Sunday, June 01, 2008
A Monstrous Absurdity: An Experiment in Prose
I am a fugitive from the world of everyday reality. At times, my conscience is oppressed, and expects or makes for itself new oppressions from the world I have left behind but that nonetheless proclaims itself in all its power all around me. In the manifold bustle that fills day and night there is probably not a single task in which I can participate with all my heart, and my failure to venture into anything should not be regarded with the certainty of blame or disdain, or even contempt. There is in this a remarkable peace! It might perhaps be said, to alter a proverb, that a bad conscience, as long as it is bad enough, may almost provide a better pillow on which to rest than a good one: the incessant ancillary activity in which the mind engages with a view to acquiring a good individual conscience as the final outcome of all the injustice in which it is embroiled is then abolished, leaving behind in mind and emotions a hectic independence.
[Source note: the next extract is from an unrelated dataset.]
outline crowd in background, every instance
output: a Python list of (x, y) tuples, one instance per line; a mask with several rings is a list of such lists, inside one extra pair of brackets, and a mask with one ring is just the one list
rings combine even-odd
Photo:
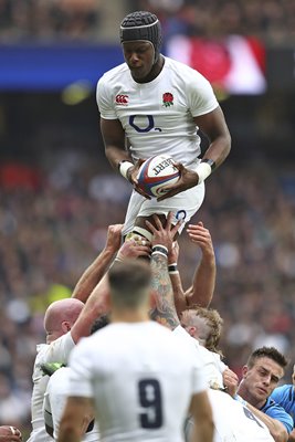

A tender loneliness, a sky-high arrogance, sometimes pours their splendor over these holidays from the world, alongside one's own feelings the world can then appear clumsily bloated, like a captive balloon circled by swallows, or mutatis mutandis, humbled to a background as small as a forest at the periphery of one's field of vision. The offended civic obligations echo like a distant and crudely intrusive noise; they are insignificant, if not unreal. A monstrous order, which is in the last analysis nothing but a monstrous absurdity: that is the world. And yet every detail I encounter also has the tensed, high-wire-act nature of the once-and-never again, the nature of discovery, which is magical and admits of no repetitions; and whenever I want to speak of this, I do so in the awareness that no word can be uttered twice without changing its meaning.